Parece razoável considerar a necessidade de um entendimento e negociação entre as partes de modo que a decisão de ter o filho ou fazer o aborto seja acordada sempre que se trate de um casal com responsabilidades partilhadas na gravidez. E que, no caso de um pai desejoso de ter o filho contra a vontade da mãe, esta aceite manter a gravidez desde que o homem assuma completamente a responsabilidade futura pelo filho. Da mesma forma que a mulher decide sozinha ter o filho, ela pode cobrar que o pai assuma responsabilidades, mesmo que ele não tenha sido consultado ou tenha mesmo rejeitado a paternidade. No fundo, o que está consagrado hoje é que o homem tem apenas obrigações, mesmo se não quiser ser pai, e nenhum direito, mesmo que deseje ter o filho gerado pela sua companheira.

Apesar de toda esta argumentação, parece óbvio que a mulher, não tendo o direito total e solitário pela sua gravidez, tem sim o poder de decidir e de agir a despeito de opiniões diferentes da outra parte da reprodução. Começa que ela detém a informação sobre o verdadeiro parceiro, podendo negar ou disfarçar a contribuição do homem (embora este monopólio da informação seja atualmente minimizado pela ciência através de análise de DNA). Além do mais, se ela desejar forçar um aborto, mesmo sem recursos médicos e contra a vontade do pai, nada poderá impedir exceto a repreensão moral do companheiro com quem tenha gerado o embrião.
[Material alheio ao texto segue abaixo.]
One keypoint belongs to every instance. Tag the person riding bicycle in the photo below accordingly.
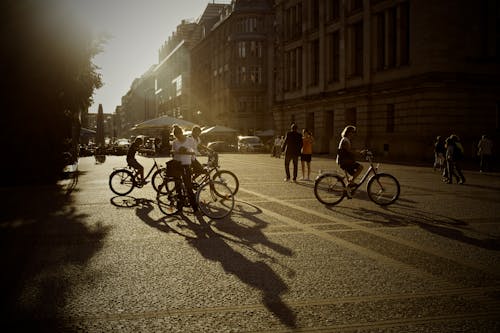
(131, 161)
(183, 149)
(196, 166)
(345, 154)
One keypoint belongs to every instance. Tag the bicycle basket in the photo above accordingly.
(174, 168)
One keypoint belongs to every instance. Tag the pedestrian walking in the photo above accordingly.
(454, 156)
(291, 146)
(485, 151)
(306, 156)
(439, 154)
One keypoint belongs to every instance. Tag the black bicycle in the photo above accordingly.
(214, 198)
(382, 188)
(124, 179)
(211, 170)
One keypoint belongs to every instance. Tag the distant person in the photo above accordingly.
(184, 148)
(346, 154)
(485, 152)
(306, 155)
(131, 161)
(196, 165)
(439, 153)
(454, 156)
(291, 146)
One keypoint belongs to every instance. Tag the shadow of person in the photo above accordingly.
(255, 274)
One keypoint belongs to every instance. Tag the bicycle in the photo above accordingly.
(214, 198)
(124, 179)
(211, 170)
(382, 188)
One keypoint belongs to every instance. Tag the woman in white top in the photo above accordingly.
(183, 150)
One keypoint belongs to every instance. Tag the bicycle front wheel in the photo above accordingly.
(228, 178)
(329, 189)
(215, 199)
(383, 189)
(121, 182)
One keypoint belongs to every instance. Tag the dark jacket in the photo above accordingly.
(292, 143)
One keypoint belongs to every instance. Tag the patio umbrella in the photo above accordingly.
(219, 130)
(163, 122)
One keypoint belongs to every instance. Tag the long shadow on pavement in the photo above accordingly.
(41, 235)
(215, 246)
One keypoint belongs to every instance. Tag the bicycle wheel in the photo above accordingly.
(158, 180)
(228, 178)
(168, 199)
(215, 199)
(383, 189)
(329, 189)
(121, 181)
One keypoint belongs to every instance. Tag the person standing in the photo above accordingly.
(306, 156)
(439, 152)
(485, 150)
(183, 150)
(291, 146)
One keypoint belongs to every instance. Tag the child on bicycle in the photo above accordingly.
(131, 161)
(345, 154)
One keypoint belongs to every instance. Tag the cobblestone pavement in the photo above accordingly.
(282, 262)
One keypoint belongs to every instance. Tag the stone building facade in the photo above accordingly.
(402, 71)
(232, 67)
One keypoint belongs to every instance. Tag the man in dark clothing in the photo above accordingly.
(292, 146)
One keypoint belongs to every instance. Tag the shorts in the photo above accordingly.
(351, 168)
(306, 157)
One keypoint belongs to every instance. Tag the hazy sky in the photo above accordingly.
(138, 29)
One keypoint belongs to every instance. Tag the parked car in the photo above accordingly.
(250, 144)
(222, 146)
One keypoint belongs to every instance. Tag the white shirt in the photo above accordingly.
(190, 145)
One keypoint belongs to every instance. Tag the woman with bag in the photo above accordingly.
(345, 154)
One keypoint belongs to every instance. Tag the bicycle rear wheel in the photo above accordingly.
(329, 189)
(383, 189)
(228, 178)
(121, 181)
(215, 199)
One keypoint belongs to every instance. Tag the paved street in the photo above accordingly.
(282, 262)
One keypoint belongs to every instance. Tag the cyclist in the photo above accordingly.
(345, 155)
(183, 149)
(131, 161)
(196, 165)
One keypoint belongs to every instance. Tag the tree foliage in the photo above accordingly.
(49, 78)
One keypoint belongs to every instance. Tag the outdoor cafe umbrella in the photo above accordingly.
(163, 122)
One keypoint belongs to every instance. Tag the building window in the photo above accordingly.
(256, 49)
(334, 57)
(242, 50)
(392, 31)
(293, 69)
(350, 117)
(356, 49)
(256, 74)
(390, 118)
(333, 10)
(314, 79)
(315, 14)
(293, 21)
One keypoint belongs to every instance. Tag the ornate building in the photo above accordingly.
(231, 66)
(402, 71)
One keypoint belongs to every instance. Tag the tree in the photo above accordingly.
(50, 78)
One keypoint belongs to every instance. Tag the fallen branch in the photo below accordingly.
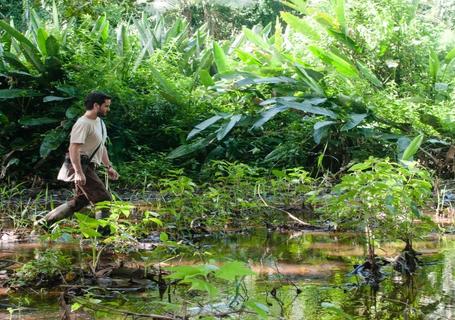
(279, 209)
(126, 313)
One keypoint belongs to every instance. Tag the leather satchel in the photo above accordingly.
(67, 171)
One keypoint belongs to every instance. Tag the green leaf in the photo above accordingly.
(412, 149)
(339, 10)
(13, 61)
(167, 88)
(248, 58)
(227, 127)
(336, 310)
(202, 285)
(300, 25)
(433, 65)
(307, 106)
(52, 46)
(220, 58)
(256, 39)
(17, 93)
(17, 35)
(450, 55)
(3, 119)
(341, 65)
(232, 270)
(29, 122)
(122, 40)
(267, 115)
(52, 140)
(205, 78)
(55, 98)
(33, 58)
(158, 223)
(204, 125)
(271, 80)
(320, 130)
(41, 40)
(278, 38)
(310, 81)
(73, 111)
(55, 19)
(164, 237)
(369, 75)
(354, 120)
(259, 308)
(186, 149)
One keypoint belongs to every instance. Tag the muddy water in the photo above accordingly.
(298, 276)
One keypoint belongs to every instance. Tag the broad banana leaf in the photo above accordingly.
(342, 66)
(167, 88)
(369, 75)
(297, 5)
(339, 10)
(450, 55)
(186, 149)
(205, 124)
(321, 129)
(220, 58)
(52, 46)
(354, 120)
(41, 40)
(31, 122)
(17, 93)
(433, 65)
(256, 39)
(309, 81)
(205, 78)
(272, 80)
(300, 25)
(227, 127)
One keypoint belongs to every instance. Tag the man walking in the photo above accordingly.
(86, 152)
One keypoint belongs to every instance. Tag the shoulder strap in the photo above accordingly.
(102, 138)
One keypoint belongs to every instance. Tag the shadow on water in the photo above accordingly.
(298, 276)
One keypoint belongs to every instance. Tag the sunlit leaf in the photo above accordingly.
(227, 127)
(413, 147)
(354, 120)
(204, 125)
(300, 25)
(341, 65)
(220, 58)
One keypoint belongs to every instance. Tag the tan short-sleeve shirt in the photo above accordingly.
(88, 133)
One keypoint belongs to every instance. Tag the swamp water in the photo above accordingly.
(301, 275)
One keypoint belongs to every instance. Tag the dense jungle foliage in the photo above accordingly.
(324, 114)
(318, 85)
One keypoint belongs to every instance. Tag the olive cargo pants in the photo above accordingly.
(92, 192)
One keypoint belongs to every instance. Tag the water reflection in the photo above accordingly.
(304, 276)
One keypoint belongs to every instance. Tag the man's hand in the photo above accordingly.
(79, 178)
(113, 175)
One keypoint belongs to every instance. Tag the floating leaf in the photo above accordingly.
(232, 270)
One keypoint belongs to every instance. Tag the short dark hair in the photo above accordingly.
(95, 97)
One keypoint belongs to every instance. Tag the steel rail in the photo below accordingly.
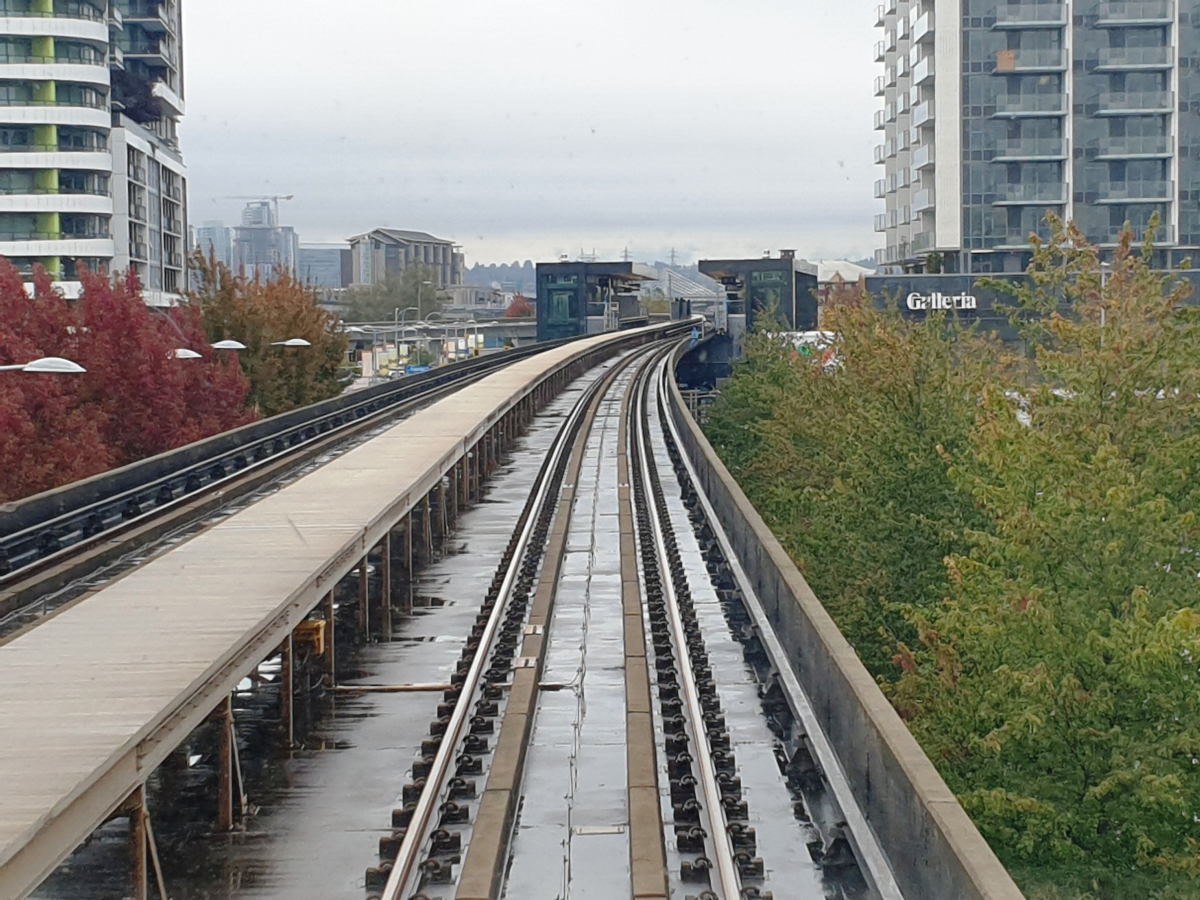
(400, 880)
(723, 850)
(297, 431)
(870, 855)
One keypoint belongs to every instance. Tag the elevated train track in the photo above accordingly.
(647, 705)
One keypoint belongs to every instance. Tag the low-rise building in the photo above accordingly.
(385, 252)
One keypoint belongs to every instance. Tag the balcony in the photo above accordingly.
(1042, 60)
(923, 29)
(1031, 16)
(1165, 234)
(1137, 12)
(1031, 149)
(151, 16)
(923, 71)
(1030, 105)
(1134, 192)
(1030, 195)
(1131, 147)
(1116, 59)
(1137, 102)
(63, 10)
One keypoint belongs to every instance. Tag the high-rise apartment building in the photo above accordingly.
(90, 172)
(996, 112)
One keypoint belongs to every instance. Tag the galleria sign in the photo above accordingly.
(942, 301)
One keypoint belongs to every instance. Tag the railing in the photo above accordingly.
(1135, 57)
(61, 11)
(1135, 191)
(97, 102)
(1031, 148)
(1017, 15)
(1137, 145)
(1165, 234)
(1119, 11)
(1021, 103)
(1149, 101)
(1024, 60)
(1053, 193)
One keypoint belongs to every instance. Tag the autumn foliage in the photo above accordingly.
(136, 399)
(259, 313)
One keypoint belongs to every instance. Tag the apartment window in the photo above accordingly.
(16, 138)
(75, 138)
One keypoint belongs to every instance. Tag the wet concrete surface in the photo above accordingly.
(783, 839)
(319, 811)
(571, 839)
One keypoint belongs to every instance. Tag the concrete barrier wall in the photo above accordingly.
(935, 850)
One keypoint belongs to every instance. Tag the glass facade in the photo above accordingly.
(1086, 108)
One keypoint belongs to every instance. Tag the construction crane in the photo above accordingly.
(275, 202)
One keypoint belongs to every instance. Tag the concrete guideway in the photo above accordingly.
(97, 696)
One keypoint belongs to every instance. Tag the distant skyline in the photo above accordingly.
(537, 127)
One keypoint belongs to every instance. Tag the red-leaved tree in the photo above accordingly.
(136, 399)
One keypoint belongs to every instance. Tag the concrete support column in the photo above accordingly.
(330, 642)
(139, 862)
(287, 693)
(364, 600)
(225, 766)
(385, 585)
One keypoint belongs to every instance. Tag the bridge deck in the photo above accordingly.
(94, 699)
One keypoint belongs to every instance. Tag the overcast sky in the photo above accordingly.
(527, 129)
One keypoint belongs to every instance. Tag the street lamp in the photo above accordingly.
(419, 285)
(47, 365)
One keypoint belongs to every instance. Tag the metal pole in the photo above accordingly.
(225, 767)
(286, 693)
(364, 601)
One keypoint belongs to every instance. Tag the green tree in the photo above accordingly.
(415, 287)
(1011, 541)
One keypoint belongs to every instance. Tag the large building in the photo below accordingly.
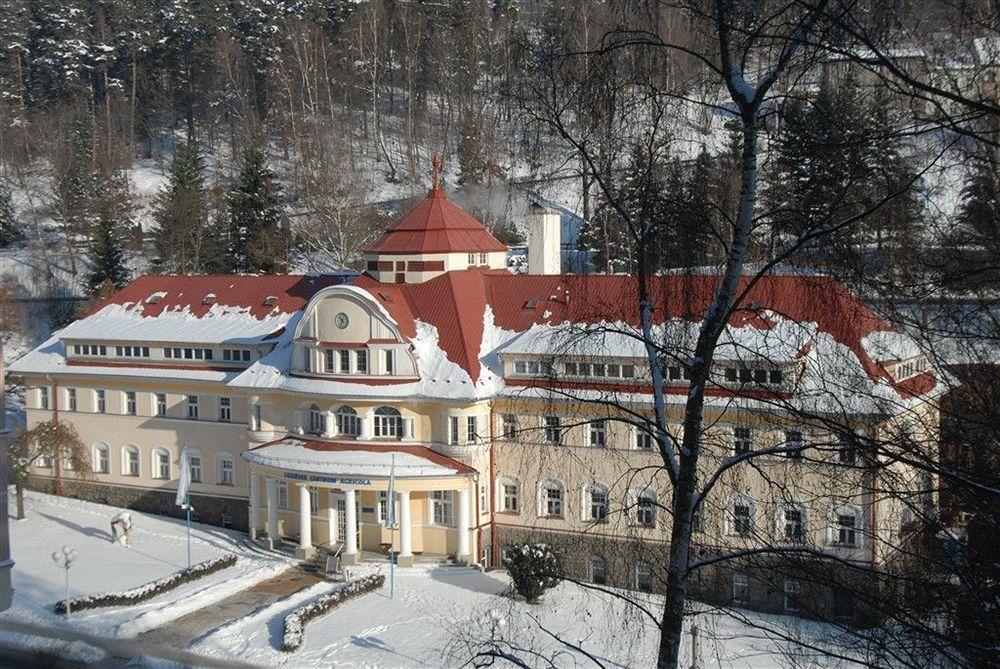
(510, 407)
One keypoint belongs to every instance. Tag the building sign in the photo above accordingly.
(319, 478)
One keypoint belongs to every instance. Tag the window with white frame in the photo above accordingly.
(553, 429)
(597, 503)
(741, 589)
(643, 577)
(388, 422)
(130, 461)
(596, 570)
(161, 464)
(317, 420)
(194, 467)
(348, 423)
(645, 509)
(225, 409)
(510, 496)
(792, 523)
(442, 507)
(552, 499)
(102, 459)
(227, 470)
(598, 433)
(791, 589)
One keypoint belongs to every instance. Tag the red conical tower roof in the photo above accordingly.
(436, 225)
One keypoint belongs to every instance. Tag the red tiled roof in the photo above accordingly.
(436, 225)
(292, 292)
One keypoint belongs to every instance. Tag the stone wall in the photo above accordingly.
(221, 511)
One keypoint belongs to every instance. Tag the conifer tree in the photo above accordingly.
(257, 240)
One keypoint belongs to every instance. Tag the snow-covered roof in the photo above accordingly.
(354, 459)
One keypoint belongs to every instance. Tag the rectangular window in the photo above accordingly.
(741, 589)
(791, 595)
(508, 425)
(441, 502)
(598, 434)
(742, 440)
(553, 429)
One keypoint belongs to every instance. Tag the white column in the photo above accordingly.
(272, 509)
(463, 526)
(254, 504)
(405, 543)
(351, 525)
(305, 523)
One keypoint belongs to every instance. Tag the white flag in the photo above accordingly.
(390, 507)
(184, 483)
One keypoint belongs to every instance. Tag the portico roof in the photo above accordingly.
(348, 458)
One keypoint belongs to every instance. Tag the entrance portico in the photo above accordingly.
(335, 494)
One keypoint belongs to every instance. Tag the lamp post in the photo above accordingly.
(64, 558)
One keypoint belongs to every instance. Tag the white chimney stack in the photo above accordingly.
(544, 240)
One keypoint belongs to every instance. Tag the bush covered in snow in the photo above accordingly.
(148, 590)
(533, 568)
(295, 622)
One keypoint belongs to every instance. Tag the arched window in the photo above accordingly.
(596, 502)
(508, 495)
(130, 460)
(790, 522)
(740, 516)
(846, 526)
(161, 464)
(551, 499)
(348, 423)
(596, 570)
(645, 508)
(102, 459)
(317, 420)
(227, 469)
(388, 422)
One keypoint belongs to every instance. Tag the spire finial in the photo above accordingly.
(436, 171)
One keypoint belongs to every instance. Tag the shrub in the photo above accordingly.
(533, 568)
(295, 622)
(149, 590)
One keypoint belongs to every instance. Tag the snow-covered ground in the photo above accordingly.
(437, 615)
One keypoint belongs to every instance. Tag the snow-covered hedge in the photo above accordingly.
(295, 622)
(149, 590)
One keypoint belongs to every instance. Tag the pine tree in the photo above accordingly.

Considerando a análise acima, o mais razoável parece ser, antes de tudo, um cuidado nas relações sexuais para evitar uma gravidez indesejada que obriga a decisões tão delicadas e, normalmente, muito traumáticas. Os meios existem e são conhecidos para evitar a gravidez sem abandonar o prazer e a emocionante entrega humana no encontro sexual.